Future research should focus on longitudinal studies with regular follow-up assessments to monitor changes in neurocognitive functioning over time in BPAD-1 patients. There is also a need to implement and evaluate the effectiveness of cognitive remediation exercises aimed at improving cognitive outcomes in this population. Studies with larger sample sizes and improved methodological designs are essential for generating more robust evidence. Additionally, routine neurocognitive assessments should be integrated into the clinical management of BPAD-1 euthymic patients to enable early intervention and improve overall cognitive functioning and quality of life.

 

DECLARATION OF CONFLICTING INTERESTS

The authors declared no potential conflicts of interest with respect to the research, authorship, and/or publication of this article.

 

ETHICAL APPROVAL AND INFORMED CONSENT

The study received ethical clearance from the Institutional Ethics Committee at the Medical College.

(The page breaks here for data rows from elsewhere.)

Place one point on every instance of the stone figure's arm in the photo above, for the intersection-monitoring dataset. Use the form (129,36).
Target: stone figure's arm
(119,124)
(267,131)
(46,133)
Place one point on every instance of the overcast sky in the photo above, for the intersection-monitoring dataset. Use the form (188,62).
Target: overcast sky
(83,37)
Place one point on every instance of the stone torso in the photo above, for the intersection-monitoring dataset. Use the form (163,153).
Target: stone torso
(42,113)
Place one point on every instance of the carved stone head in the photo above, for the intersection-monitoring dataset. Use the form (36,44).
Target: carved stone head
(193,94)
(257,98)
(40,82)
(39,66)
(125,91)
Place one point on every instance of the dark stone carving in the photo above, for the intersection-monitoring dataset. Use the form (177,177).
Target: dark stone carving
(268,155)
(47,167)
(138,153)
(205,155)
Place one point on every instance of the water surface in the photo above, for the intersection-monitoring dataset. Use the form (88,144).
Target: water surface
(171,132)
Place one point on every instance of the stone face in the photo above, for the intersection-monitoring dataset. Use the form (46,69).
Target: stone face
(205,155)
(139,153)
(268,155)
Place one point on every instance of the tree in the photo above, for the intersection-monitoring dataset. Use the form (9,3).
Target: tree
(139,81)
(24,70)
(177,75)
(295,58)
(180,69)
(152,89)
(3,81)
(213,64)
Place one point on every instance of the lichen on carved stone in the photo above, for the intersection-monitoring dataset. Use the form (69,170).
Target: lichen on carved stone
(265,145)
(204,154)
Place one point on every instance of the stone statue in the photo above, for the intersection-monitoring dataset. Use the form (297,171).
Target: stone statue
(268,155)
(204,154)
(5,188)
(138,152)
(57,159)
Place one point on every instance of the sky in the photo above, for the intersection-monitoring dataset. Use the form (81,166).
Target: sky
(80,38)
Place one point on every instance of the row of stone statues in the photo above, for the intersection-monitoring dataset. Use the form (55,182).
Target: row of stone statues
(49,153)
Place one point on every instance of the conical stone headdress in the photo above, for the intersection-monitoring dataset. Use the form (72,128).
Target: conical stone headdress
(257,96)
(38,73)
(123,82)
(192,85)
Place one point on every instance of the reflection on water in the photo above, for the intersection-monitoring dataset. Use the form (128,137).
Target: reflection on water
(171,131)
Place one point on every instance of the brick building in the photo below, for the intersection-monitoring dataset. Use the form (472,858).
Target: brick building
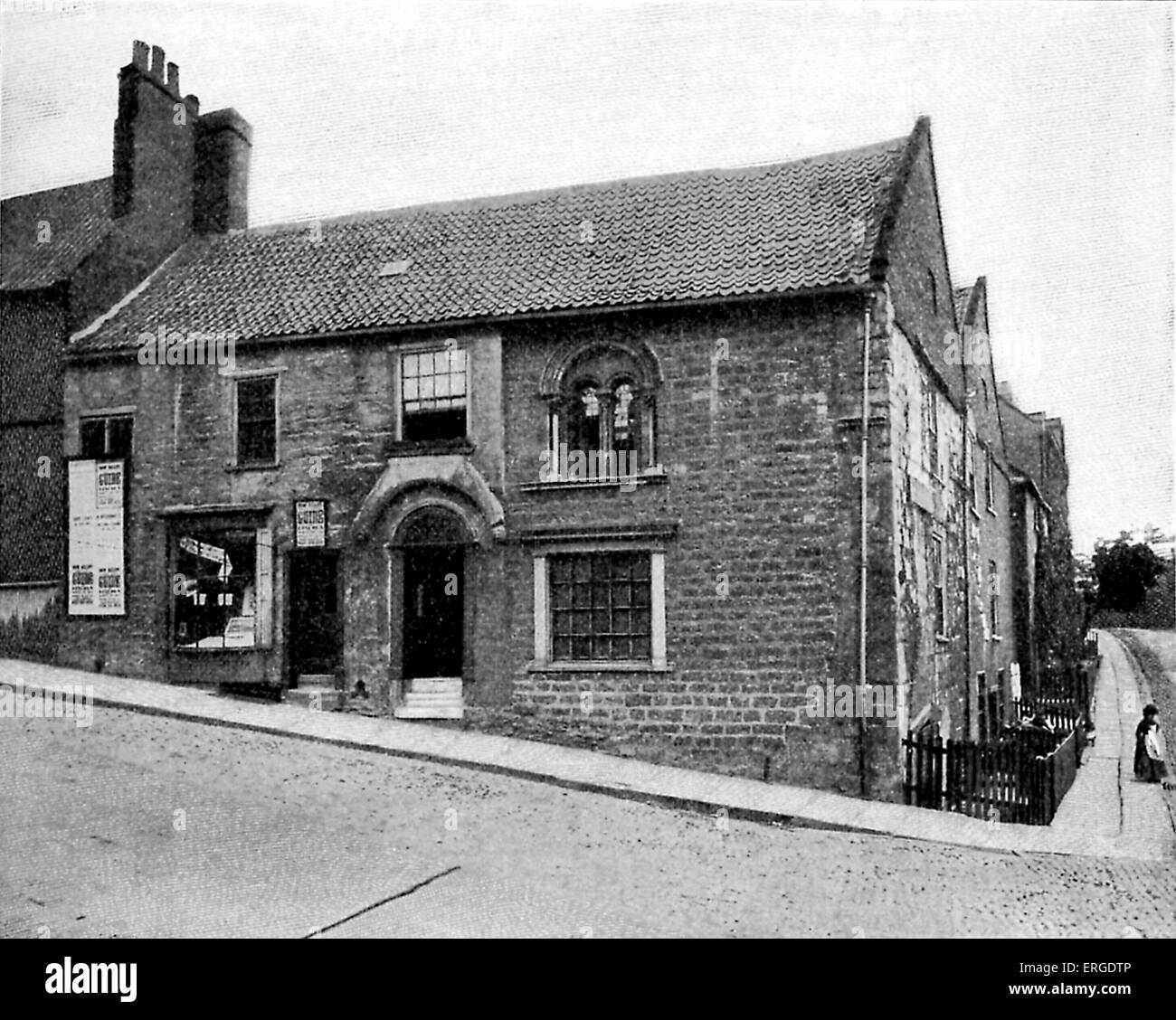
(651,461)
(69,254)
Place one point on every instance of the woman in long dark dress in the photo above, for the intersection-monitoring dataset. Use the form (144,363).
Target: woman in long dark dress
(1143,761)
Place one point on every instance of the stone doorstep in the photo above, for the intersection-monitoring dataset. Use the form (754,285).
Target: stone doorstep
(408,711)
(322,682)
(433,685)
(327,698)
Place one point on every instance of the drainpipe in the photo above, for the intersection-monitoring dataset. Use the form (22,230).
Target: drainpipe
(862,600)
(968,451)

Written informed consent was obtained after the participants had thoroughly described the study in their vernacular language. All data was kept confidential, and privacy was ensured.

All relevant information was shared with the treating doctor with the patient’s consent.

 

FUNDING

The authors received no financial support for the research, authorship, and/or publication of this article.